Agencies such as the Salvation Army and Ronald McDonald House do some of the heavy lifting in human needs in this community, and they’re far from alone. You have a veritable buffet of hardworking nonprofits to help this Christmas season, if that’s in your heart.
If you have a really big plate this holiday, the United Way is your sampler platter of helping. Or second helpings.
The United Way of the CSRA vets, reviews and absolutely hounds 24 “partner” nonprofits to be as efficient, effective and accountable with your gifts as possible. Helping seniors, kids, abused women, alcoholics and addicts and nearly every other human need under the sun, United Way of the CSRA agencies reach some 200,000 of our brothers and sisters in 13 Georgia counties and three in South Carolina.
You want a buffet of helping? This is all you can eat.
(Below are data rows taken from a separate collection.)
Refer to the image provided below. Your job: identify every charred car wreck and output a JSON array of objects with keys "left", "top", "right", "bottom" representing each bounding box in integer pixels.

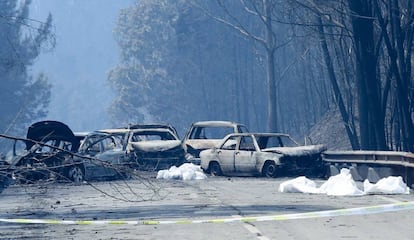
[
  {"left": 128, "top": 127, "right": 185, "bottom": 170},
  {"left": 200, "top": 133, "right": 326, "bottom": 177},
  {"left": 1, "top": 121, "right": 84, "bottom": 182}
]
While the United Way brand is national, this is a local organization from top to bottom.
“We have a local board of directors,” says United Way President/CEO La Verne H. Gold, “everybody that’s employed at United Way lives within the area, our partner agencies are all in the area, the people that we serve are from the area.”
The United Way depends heavily on December giving too. Its $3.4 million campaign is only about half to goal, and has met with some corporate downsizing in the area, which affects the agency’s biggest source of funds: payroll deductions.
“We need the entire community’s support to make this successful,” says United Way Senior Director of Resource Development Rina Powell, “because if we’re not successful, these agencies that are really relying on the funding to run these programs are not going to get the funding they need.”
Whatever nonprofit warms your heart, remember two things: Their year could be made this month — and your help is a lot more than just a drop in the bucket.